Decades before Ford mass-produced the Model T, and a century before Amazon.com made every book, bouquet and baby blanket just a mouse click away, Aaron Montgomery Ward and Richard Warren Sears revolutionized retail with massive printed catalogs. Offering everything from shotguns to guitars, cameras to baseball mitts, they put all the finer things in life within reach of everyone, no matter where you lived. Even if you called Teakettle Junction home, ordering up a player piano was just a mail-in form and fountain pen away. Genius.
While Montgomery Ward and Sears, Roebuck & Co. were highly selective in the products they offered — Wards launched the term “satisfaction guaranteed or your money back” — they were by no means exclusionary. In fact, as the rajahs of retail, they’d sell you just about anything. The firms were deep pocketed, and so they didn’t mind exploring promising new opportunities, even if they didn’t always work out. Notable wins included Sears’ Allstate insurance and Kenmore appliances, but flops included the 1952–53 Allstate car, based on the Kaiser-Frazer Henry J.
And so, for a 20-year period from about 1950 to 1970, these catalog giants also offered my most favorite mechanical invention: motorcycles. Resellers rather than manufacturers, Sears connected with American company Cushman to create Allstate scooters and then Italian company Piaggio to rebadge Vespa scooters, along with Italy’s Gilera and Austrian company Puch for small-displacement motorcycles. For its part, Wards also tapped Puch, along with Motobecane from France and Italy’s Benelli, Lambretta and Bianchi to rebadge existing European small-displacement scooters and motorcycles. There was even a brief dalliance with Mitsubishi of Japan.

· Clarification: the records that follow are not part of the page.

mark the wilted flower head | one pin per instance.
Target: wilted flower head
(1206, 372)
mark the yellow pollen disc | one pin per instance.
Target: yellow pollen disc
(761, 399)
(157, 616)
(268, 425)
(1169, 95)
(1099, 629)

By dating everyone in their proverbial little black books, Sears and Wards were ideally poised for the post-war U.S. bike boom, with literally dozens of models available. But without the ability to steer product development, in reality Wards and Sears had more sizzle than steak to sell. They did this, in part, with inventive names such as the Wards Riverside model range, which evoked an exciting kinship with the West Coast racetrack.